對中國經濟發展軌跡的解讀眾説紛紜。選取農業、科技、航天、電動汽車等任意一個產業部門,都可以找到專家關於國家政策導向及戰略遠見如何推動這些產業發展,最終幫助中國躋身經濟強國之列的分析,彷彿是在讓我們相信,只要印政府自上而下推行幾項重大政策和計劃,就能改變印經濟命運。
過去十年間,印度曾有一個擁有強大政治授權的政府,試圖推動土地、勞動力、資本、農業、税收領域改革。然而,印經濟卻未能如中國般實現騰飛。三十多年來,中國的人均年增長率超過8%。反觀印度,儘管其經濟基數遠低於中國,但經濟增速似乎始終難以突破6%。
問題到底出在哪裏?特定行業政策差異能在一定程度上解釋兩國發展路徑的不同,但卻無法闡明中國為何能協同推進多領域增長。究其根本,我們需要着眼於中國實現長期經濟增長的原動力。
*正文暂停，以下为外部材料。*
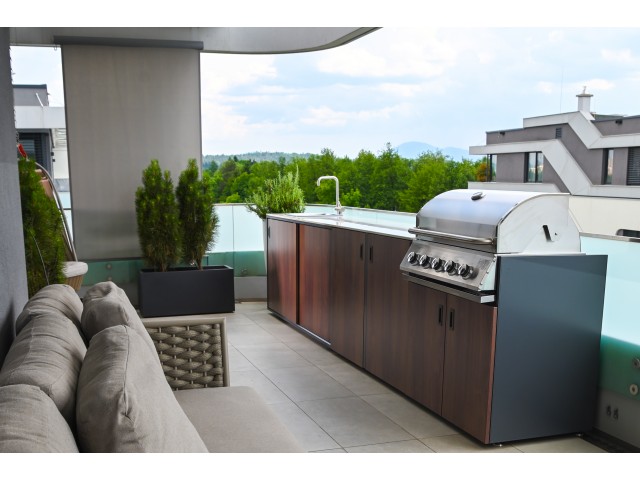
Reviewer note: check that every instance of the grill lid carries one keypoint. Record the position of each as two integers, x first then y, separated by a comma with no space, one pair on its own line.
500,221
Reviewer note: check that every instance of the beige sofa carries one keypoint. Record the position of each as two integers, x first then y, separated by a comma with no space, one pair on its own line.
87,376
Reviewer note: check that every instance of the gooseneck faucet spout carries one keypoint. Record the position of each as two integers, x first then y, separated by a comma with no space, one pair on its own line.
338,208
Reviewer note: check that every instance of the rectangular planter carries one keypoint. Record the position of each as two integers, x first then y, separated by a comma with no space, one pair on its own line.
186,291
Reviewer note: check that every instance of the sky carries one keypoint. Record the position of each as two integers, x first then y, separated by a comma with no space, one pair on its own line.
445,85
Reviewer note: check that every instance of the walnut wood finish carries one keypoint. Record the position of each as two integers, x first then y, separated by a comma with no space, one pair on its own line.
282,269
347,294
426,323
387,299
314,279
468,365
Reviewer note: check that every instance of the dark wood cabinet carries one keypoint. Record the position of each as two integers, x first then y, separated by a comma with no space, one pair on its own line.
282,269
468,365
314,279
387,339
452,357
347,294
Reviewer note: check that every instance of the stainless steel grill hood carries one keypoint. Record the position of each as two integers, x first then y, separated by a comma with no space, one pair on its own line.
501,221
461,233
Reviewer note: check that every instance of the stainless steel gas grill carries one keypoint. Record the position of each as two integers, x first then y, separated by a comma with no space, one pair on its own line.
505,313
460,233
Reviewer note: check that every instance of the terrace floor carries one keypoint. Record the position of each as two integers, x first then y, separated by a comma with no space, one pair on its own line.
332,406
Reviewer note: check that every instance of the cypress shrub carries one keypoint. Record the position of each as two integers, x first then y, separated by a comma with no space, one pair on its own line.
43,229
198,217
157,218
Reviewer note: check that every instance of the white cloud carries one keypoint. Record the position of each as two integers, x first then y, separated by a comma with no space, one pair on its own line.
546,87
624,56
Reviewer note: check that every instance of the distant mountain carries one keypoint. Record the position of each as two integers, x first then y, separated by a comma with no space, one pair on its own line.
415,149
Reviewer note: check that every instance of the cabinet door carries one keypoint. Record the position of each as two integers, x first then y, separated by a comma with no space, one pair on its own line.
282,269
347,293
387,338
314,270
468,365
427,326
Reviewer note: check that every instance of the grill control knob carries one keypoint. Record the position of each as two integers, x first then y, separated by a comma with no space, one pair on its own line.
450,267
465,271
436,263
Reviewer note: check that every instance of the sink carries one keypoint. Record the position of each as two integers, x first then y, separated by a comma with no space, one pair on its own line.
327,216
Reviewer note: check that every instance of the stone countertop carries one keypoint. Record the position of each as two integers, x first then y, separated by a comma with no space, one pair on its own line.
335,221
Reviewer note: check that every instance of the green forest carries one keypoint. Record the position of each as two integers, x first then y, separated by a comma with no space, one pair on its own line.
384,181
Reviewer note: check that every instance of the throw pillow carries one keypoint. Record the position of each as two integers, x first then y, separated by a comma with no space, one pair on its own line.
124,402
31,423
48,354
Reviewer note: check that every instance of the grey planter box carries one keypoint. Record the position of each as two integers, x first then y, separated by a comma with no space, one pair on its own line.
186,291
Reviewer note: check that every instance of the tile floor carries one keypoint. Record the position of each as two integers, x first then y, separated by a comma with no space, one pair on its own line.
332,406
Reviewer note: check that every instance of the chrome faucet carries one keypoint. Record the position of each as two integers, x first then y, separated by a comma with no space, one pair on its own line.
338,208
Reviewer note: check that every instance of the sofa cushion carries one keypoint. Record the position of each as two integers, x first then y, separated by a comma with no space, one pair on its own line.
124,402
31,423
48,354
236,420
57,298
106,305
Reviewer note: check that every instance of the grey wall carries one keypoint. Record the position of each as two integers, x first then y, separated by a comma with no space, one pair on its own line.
124,107
13,276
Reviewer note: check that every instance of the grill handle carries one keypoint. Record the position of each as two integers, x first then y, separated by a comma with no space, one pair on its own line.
453,236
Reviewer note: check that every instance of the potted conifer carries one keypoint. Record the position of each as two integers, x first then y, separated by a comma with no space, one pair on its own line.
281,194
43,230
179,224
行政權力下放,正是支撐中國經濟增長的一個關鍵因素。外界常將中國的產業成就歸功於中央層面的戰略規劃,然而,實際推動力源自地方政府的彈性試錯機制、持續投資能力與治理效能提升。
我們關於中國經濟增長根本動因的傳統認知存在偏差。儘管中國實行一黨執政,但其權力下放程度遠高於印度。數據顯示,印度市級政府支出僅佔政府總支出不到3%,而中國省級以下政府支出佔比接近51%。此外,中國地方政府在實際治理中職能更加廣泛,例如幾乎全權負責失業保險和養老金等社會保障事務。
一、任命制
這一制度的建立首要歸功於鄧小平,他在一黨執政框架下構建了問責機制與官僚績效評估體系。這一制度允許地方領導人將轄區經濟增長作為晉升依據。政治學教授洪源遠(Yuen Yuen Ang)在《中國如何跳出貧困陷阱》中指出,中央政策通常較為宏觀,為地方政府探索差異化發展路徑留下充分空間。這種“定向自主”治理模式催生了多元發展政策,地方官員可因地制宜推動改革發展,例如,部分地區發展本地鄉鎮企業,部分地區則依託經濟特區吸引外資。
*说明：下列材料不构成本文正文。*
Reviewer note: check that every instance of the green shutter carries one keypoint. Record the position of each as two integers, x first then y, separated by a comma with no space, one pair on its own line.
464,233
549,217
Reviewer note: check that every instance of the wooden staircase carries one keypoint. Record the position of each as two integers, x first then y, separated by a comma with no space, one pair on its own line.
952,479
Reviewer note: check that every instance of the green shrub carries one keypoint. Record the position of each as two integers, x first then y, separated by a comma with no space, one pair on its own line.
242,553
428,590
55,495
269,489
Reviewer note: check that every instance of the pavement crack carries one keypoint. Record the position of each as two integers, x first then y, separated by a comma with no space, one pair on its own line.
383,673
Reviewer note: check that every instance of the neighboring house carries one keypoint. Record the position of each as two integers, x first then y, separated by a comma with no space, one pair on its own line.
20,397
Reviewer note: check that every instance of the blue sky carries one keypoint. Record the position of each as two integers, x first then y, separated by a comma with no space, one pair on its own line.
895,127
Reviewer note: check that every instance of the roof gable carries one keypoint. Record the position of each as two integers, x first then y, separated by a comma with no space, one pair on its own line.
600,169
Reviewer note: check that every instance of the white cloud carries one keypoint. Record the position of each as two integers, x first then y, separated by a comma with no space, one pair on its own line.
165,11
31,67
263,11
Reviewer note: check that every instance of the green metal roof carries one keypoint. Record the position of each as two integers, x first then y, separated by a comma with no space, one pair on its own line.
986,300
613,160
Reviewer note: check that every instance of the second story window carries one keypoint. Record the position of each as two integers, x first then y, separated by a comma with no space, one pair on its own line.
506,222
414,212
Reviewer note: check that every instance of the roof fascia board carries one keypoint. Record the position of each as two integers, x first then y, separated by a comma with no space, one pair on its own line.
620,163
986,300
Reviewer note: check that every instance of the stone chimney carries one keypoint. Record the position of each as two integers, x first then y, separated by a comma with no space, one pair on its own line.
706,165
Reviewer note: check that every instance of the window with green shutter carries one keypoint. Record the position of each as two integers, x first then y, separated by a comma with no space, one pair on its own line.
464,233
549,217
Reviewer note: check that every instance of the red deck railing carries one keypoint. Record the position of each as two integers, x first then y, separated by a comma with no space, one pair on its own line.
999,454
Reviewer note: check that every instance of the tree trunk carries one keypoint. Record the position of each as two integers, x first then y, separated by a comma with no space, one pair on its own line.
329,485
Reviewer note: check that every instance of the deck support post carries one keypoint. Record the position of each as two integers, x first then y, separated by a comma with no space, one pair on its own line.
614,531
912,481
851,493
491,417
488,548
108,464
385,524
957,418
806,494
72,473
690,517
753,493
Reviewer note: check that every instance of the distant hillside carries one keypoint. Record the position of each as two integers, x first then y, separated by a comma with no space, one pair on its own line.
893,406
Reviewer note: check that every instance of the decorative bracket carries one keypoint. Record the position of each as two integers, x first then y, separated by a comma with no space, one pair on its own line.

由此,中國城市不僅在內部激烈競爭,更積極參與全球城市間的發展角逐。事實勝於雄辯,只需訪問重慶或上海市政府官網,將其政府規劃文件與孟買、班加羅爾等城市的相關文件進行對比就能發現,中國城市擁有的經濟自主決策權遠超印主要城市。
舉幾個例子,上海市行政級別等同於省級,其2035總體規劃明確聚焦集成電路、生物醫藥、人工智能三大戰略產業。在確定重點發展領域後,由上海市政府而非中央政府制定具體政策,資助相關企業發展,例如,上海市政府2024年設立14億美元($1.4 billion)專項基金用於培育前沿產業;中國最大汽車製造商上汽集團(擁有名爵品牌)為國有企業,但其管理權歸屬於上海市政府而非中央;中國半導體龍頭企業中芯國際也獲得上海市政府直接投資。另一主要城市重慶則設有外事辦公室以處理經濟外交事務,並通過設立科學技術局推動新興科技領域發展。
當然,中國此類權力下放模式並非毫無弊端。投資驅動型發展模式已引發金融抑制、產能過剩等問題。近年來,中央政策導向逐漸細化,壓縮了地方政府的政策試驗空間。地方層面過度追求產業自主,導致資金流向中國尚不具備相對優勢的領域。《經濟學人》數據顯示,截至2024年6月底,中國有30%工業企業處於虧損狀態。
二、我們的城市沒有能力
儘管存在種種限制,但為了與中國城市競爭,印度城市仍需付出諸多努力。印央行(RBI)最新發布的市政財政年度報告揭示了四個關鍵事實:
其一,城市地區貢獻了印GDP的60%,但所有市政機構自主財政收入總額僅佔 GDP的0.4%;
其二,即使是城市化水平較高、擁有多箇中等城市的泰米爾納德邦,其市政機構税收收入與邦政府税收收入的比例也顯著偏低,僅為1.8%;
其三,在全國各邦中,僅有馬哈拉施特拉邦的市政機構收入與邦政府收入之比超過10%;
其四,商品與服務税(GST)制度實施後,市政機構對上級政府財政轉移支付的依賴度進一步提升。目前,此類轉移支付已成為城市財政的最大收入來源。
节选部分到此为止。